Told by his wife-to-be, Sheryl, that she was expecting his child, Gazza did not take the news well. "I shit me pants," he said. "I took it in a bad way." Sheryl was not best pleased; nor was she chuffed when he missed the birth because he was on a drinking trip with his club-mates. But by the end of the documentary Gazza was reconciled to his new way of life, contentedly applying cold cream to his son's parts after a nappy change. "I feel like Vinnie Jones," he mused, football never being far from his thoughts.
The nappy-changing took place chez Sheryl in Hertfordshire, and we never did see Gazza en famille in Scotland. So the abiding image of the programme is that of the footballer touring his echoing new house with his chum Five Bellies in tow, a kind of human subsidence meter. Gazza stopped in the dining-room, and pointed to one of the chairs pulled up to the table. "This is for me," he said. Then he pointed, one by one, at all the other chairs. "In fact, this is for me, me, me . . ."

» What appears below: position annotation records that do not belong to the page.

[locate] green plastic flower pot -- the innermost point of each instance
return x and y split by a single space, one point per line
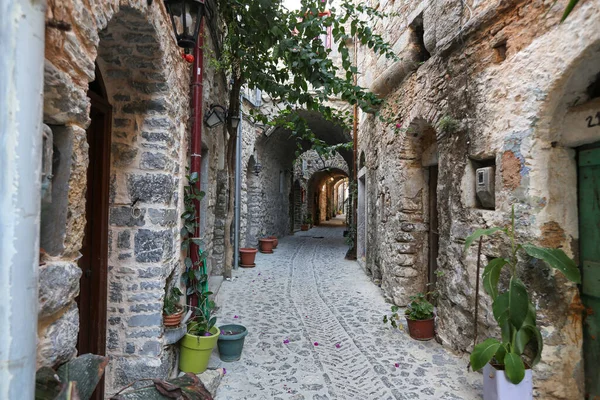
196 350
231 342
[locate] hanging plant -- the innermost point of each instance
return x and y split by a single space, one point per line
195 277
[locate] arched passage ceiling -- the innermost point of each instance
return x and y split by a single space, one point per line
282 144
319 177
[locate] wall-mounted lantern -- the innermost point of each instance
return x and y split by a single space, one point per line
257 168
186 16
215 116
235 121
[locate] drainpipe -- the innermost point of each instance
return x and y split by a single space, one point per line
21 113
238 189
196 140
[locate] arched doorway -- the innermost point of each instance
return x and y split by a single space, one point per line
94 251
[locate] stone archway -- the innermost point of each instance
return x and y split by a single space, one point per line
564 164
146 84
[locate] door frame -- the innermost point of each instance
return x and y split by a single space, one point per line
588 374
93 293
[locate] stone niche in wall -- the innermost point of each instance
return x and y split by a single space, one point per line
55 204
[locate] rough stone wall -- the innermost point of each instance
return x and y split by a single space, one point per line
148 87
499 87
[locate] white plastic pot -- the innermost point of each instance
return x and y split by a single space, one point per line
497 387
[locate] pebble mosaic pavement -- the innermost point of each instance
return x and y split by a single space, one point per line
316 332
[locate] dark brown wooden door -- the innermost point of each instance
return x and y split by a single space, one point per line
433 224
93 263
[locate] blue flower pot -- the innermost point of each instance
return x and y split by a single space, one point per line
231 342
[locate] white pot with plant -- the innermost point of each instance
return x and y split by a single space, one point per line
507 370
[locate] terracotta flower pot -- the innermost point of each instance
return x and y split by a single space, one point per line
172 320
276 242
266 245
421 329
247 256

The programme's most controversial moment, the one that generated all the useful pre- transmission publicity, was a blatant case of what is known in legal circles as leading the witness. "Do British clubs encourage you to have a drink to improve team spirit?" the interviewer asked. "Yes," Gascoigne replied, and you could sense the producer nodding gratefully as the player duly provided chapter and verse. Not much of a revelation, really, but good for a couple of million on the viewing figures. The rest of it was pretty low-key stuff, padding out (if that's not too cruel) the footballer's character. Intriguing, but it lacked a cutting edge, to be blunt.
Chris Waddle never did get the hang of They Think It's All Over (BBC1): not only did he persistently answer Nick Hancock's questions, he kept getting them right. This scored a lot of points for his team but none for Waddle as a future guest on the show: he had clearly failed to read the clause in his contract requiring non-stop scatology. Never mind, the regulars, and Jo Brand, the other guest, knew the form, providing a wearisome list of synonyms for genitalia, a kind of gynaecological Call My Bluff. The show is turning into a party for superannuated teenagers: "Aren't we naughty?"

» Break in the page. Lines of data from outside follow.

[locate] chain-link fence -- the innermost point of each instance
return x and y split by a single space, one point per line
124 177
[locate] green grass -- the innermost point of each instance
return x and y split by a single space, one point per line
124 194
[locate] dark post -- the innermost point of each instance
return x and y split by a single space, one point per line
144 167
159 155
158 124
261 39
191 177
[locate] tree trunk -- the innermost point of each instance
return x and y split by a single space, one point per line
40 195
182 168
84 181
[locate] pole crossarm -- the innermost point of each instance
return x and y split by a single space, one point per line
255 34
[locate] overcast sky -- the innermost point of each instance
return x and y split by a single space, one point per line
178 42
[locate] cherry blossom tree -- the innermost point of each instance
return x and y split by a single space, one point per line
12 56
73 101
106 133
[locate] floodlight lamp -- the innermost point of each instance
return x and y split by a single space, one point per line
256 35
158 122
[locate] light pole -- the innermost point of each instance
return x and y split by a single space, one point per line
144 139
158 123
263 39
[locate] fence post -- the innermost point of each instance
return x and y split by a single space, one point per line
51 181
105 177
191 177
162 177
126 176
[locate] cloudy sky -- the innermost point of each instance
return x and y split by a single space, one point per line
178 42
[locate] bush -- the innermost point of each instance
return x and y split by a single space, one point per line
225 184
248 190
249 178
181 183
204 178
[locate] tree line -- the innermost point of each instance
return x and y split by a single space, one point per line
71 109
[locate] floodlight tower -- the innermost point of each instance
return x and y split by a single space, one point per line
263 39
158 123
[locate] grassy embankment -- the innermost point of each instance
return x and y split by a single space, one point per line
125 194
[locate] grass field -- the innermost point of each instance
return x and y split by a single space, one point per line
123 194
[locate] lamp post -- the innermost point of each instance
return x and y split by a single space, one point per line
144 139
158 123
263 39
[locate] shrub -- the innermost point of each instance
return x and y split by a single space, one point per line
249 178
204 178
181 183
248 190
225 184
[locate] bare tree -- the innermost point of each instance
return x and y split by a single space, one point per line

Waddle - intentionally or otherwise - also provided a rare moment of genuine humour in the word-game round. He was supposed to be matching teams to Lee Hurst's prompts, but rather lost the plot. "Clean your bath with it. You can play football against them in Holland . . ." Waddle had it. "Flash," he said. True to form, Hurst's clue for "Brest" was "Jo's got two of them, you can play football against them in France". Once again, Waddle was there. "Bordeaux," he declared. For once, Jo Brand was lost for words.

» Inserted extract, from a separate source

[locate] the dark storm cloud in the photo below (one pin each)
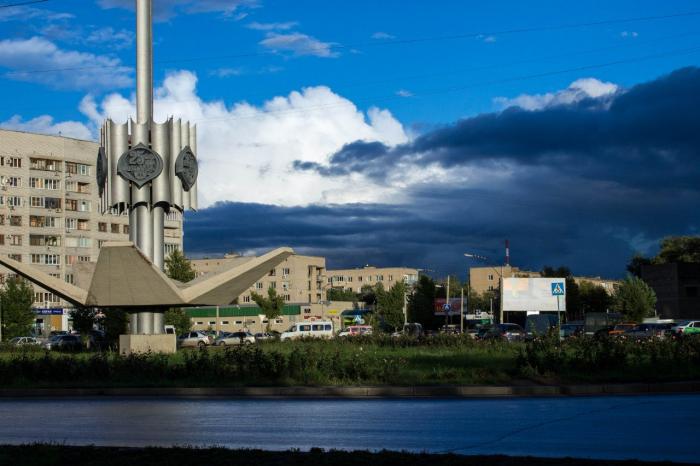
(632, 138)
(583, 185)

Lastly, to the appearance on Top Gear Motor Sport (BBC2) of the latest colony of Sir John Hall's sporting empire, the Newcastle United Sports Car Team. Tiff Needell, the show's regular presenter, has been signed as a driver for the team, making him motor sport's equivalent of Alan Shearer. He was to make his debut for the team in an international race at Brands Hatch. Would the presence of the cameras put him off?
Well, something must have done. Tiff's co-driver started the race, and had the big black-and-white car in third place when he came in to the pits to hand over. Tiff leapt aboard, ready to shoot back into the action, but there was a snag: he couldn't find his seat-belt. Finally, he clunk- clicked, but in the process, forgot to keep his foot on the loud pedal, and stalled the engine. He eventually got going, but was so excited by the end of his stint that when he came back into the pits to hand over once more he completely overshot and had to be wheeled back into place by his muttering mechanics. On second thoughts, the Shearer analogy is not quite right: Tiff Needell is Warren Barton on wheels.